Adding Memory Blocks Generated By Foundry Compiler

445 views
Skip to first unread message

Giang Nguyễn

unread,
Feb 24, 2023, 3:52:33 PM2/24/23
to Chipyard
Hi everyone,

I want to tape out a chip using the RTL generated by Chipyard and targeting the 22 FDSOI technology.

I'm trying to incorporate the memory blocks (generated by the foundry compiler) into Chipyard framework. I've also made a custom sram-cache.json to instruct the tool to use the custom memory blocks. 

I have two questions that I would like to ask:

1. I want to verify whether if our generated RTL is compatible with the custom memory blocks. From what I understand, we need to write a simple C program and simulate it on the chip. We also need to manually include the behavioral models (verilog files) in the generated-src folder. However, I'm not sure about the actual details, could you kindly the actual steps to verify the RTL? Is it just simply as typing make sim-rtl?

2. The blocks generated by the memory compiler have quite many ports, and some of them are unused in my design. I have declared them to be connected to either "1" or "0" in the extra-ports section in sram-cache.json. However, when the RTL is generated, these ports are simply absent when the memory modules is instantiated. How can I tell Chipyard to not omit these extra ports? Or should I just make a custom memory wrapper where all the ports are explicitly declared?

Thank you very much.
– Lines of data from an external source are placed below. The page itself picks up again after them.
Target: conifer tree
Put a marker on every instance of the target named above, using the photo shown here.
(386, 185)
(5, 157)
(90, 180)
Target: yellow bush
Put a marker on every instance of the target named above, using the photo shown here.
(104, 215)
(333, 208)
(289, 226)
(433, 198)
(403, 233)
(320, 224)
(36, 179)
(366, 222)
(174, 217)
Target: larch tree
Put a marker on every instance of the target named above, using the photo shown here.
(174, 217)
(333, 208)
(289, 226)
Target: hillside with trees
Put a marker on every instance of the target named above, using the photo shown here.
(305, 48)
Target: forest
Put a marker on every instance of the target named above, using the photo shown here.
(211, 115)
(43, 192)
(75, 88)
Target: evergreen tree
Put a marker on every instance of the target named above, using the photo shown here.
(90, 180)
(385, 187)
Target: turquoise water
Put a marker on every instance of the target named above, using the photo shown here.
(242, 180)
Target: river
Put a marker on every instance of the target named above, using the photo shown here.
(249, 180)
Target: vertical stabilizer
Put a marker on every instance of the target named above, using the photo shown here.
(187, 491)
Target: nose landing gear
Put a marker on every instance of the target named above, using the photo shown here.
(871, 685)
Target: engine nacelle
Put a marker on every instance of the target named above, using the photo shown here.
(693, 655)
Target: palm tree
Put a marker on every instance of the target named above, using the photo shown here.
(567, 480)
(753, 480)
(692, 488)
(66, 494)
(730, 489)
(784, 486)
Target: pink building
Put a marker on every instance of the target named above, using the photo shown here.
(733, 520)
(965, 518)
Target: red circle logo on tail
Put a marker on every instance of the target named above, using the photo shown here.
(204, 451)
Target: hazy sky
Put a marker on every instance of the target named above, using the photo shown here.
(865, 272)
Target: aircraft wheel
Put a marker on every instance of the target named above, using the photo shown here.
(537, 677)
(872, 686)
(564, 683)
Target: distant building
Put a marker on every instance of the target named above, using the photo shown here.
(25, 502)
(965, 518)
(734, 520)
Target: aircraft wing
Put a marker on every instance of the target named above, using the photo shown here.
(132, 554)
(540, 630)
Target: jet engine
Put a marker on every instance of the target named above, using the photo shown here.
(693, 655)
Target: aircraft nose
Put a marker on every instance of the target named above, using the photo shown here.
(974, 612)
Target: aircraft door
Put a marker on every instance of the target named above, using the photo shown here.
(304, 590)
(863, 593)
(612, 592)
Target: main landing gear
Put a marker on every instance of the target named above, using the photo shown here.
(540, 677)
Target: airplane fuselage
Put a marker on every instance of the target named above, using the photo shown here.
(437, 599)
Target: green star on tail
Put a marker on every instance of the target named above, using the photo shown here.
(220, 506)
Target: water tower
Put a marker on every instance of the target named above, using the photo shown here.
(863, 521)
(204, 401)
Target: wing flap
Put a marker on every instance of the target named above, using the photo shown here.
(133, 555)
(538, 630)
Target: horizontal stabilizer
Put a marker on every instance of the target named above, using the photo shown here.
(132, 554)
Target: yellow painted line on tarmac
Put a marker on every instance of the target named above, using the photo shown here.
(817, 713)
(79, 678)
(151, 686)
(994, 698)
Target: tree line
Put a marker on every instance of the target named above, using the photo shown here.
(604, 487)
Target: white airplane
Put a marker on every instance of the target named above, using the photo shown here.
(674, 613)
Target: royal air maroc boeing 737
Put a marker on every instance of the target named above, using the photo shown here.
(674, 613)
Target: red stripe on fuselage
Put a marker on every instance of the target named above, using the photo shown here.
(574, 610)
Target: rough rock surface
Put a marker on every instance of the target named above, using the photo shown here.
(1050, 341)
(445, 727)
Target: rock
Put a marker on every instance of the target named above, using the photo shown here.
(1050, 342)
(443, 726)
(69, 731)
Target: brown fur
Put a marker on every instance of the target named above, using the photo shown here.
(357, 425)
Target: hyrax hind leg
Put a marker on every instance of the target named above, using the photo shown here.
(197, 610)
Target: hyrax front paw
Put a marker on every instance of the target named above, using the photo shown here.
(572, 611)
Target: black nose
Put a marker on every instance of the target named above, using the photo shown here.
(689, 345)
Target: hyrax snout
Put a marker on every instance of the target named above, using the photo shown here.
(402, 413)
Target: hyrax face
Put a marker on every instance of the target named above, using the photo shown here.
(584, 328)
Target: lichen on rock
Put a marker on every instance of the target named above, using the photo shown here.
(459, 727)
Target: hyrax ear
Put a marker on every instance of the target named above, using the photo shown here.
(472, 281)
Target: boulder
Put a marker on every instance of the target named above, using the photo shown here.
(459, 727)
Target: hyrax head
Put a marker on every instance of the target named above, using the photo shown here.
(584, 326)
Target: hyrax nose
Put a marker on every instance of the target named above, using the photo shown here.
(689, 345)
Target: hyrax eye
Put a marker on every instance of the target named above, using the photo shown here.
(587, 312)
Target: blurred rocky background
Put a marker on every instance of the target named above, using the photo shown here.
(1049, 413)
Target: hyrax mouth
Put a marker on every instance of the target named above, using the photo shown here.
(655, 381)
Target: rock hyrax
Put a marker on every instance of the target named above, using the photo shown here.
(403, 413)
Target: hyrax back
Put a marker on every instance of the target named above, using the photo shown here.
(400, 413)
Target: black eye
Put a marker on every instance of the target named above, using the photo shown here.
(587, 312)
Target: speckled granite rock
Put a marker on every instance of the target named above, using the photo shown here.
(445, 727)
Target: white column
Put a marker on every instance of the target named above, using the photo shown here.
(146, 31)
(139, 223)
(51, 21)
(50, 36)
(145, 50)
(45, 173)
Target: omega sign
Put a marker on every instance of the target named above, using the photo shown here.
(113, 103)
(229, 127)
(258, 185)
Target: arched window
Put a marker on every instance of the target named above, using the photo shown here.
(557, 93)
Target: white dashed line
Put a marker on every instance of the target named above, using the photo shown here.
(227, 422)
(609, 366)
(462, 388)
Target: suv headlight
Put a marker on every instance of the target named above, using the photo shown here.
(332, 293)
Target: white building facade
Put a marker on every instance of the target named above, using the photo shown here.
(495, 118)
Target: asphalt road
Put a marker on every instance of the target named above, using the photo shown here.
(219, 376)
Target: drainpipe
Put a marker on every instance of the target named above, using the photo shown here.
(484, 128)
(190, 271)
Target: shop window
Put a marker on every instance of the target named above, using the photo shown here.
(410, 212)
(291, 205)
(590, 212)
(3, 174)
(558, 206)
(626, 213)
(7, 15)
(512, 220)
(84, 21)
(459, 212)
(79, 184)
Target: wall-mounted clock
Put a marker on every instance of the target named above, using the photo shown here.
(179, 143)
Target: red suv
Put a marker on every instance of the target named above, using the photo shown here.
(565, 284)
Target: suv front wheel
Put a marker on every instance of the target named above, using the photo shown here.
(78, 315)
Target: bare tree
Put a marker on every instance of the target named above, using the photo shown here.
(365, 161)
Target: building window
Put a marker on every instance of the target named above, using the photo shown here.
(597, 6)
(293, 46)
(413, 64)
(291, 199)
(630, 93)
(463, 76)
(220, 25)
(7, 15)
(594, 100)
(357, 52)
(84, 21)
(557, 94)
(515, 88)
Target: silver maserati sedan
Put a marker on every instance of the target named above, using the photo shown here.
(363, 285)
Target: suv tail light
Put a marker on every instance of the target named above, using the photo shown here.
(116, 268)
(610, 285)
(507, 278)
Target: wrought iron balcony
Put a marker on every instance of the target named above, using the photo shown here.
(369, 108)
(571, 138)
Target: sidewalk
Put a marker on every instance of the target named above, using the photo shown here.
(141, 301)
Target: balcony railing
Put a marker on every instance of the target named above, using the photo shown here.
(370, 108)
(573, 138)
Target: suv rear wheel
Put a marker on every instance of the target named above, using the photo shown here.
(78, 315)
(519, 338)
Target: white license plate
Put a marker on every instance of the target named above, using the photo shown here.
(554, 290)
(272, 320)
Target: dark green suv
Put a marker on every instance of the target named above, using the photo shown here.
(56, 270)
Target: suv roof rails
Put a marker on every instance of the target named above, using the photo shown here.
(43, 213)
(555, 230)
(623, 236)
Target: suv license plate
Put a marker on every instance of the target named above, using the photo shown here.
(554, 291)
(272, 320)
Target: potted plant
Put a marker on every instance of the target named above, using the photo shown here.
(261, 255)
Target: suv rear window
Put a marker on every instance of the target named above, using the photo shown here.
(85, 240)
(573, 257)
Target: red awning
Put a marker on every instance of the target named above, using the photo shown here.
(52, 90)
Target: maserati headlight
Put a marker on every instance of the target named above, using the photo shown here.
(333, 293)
I look forward to your support.

Giang, Nguyen

Harrison Liew

unread,
Feb 25, 2023, 12:49:12 PM2/25/23
to Chipyard
Giang,

Great to hear that you're trying to tape out!

You are correct that you need to make a sram-cache.json file with the memory blocks that you have. It also sounds like you are (or are trying to) use Hammer? I'll give you instructions for a few scenarios:

Using Hammer
  • Assuming you already have a 22FDSOI plugin, you will need to implement the sram_generator tool for your memory library (see the ASAP7 one for an example). This is how you gather all the views (LEFs, LIBs, Verilog models, etc.) for your memories for Hammer.
  • Within Chipyard, set up your Hammer flow to use your tech plugin + tech's sram_generator tool
  • When you make srams,  the sram_generator tool your wrote generates a sram_generator-output.json file
  • This json file gets read in by Hammer so that it knows the memories' Verilog models. You can then run simulation as per the tutorials.
No Hammer
  • You won't be able to use the vlsi Makefile to run your flow. Take the generated RTL out of Chipyard, combine them with your memories' Verilog models as inputs to your simulation flow.
Using Hammer (advanced)
  • Since you have access to a foundry compiler, you can actually provide a sram-compiler.json file instead and turn on the USE_SRAM_COMPILER flag in the vlsi Makefile. This will save you from having to pre-compile a library.
  • sram-compiler.json is different from sram-cache.json because it encodes the supported range of each memory family. This is what the difference in schema looks like: https://github.com/ucb-bar/plsi-mdf/blob/master/macro_format.json. This source code shows the finer difference between an SRAMMacro and SRAMGroup. Notice how fields like depth & width are Ranges in SRAMGroup.
  • The sram_generator tool you write will instead invoke the foundry compiler directly and process its outputs instead of merely pointing to files already generated by the compiler.
Regarding the extra ports being omitted, we haven't seen that happen. Are you specifying them just like this: https://github.com/ucb-bar/hammer/blob/92e98c1a2c46f207cdbf6aeb134c3c6d03c79fd9/hammer/technology/sky130/sram-cache.json#L30-L36? We see that the tie-lows are properly assigned in the generated .mems.v files.

Giang Nguyễn

unread,
Feb 27, 2023, 4:41:18 AM2/27/23
to Chipyard
Hi Harrison,

Thanks a lot for your help.

Please correct me if I'm missing something. From what I understand we need to write an __init__.py for our SRAM Compiler, and we have to modify the script (with the given SRAM parameters) to provoke the foundry compiler to generate the block. After that, it also needs to collect all the information (LEF, GDS, Model path) into a sram_generator-output.json, right?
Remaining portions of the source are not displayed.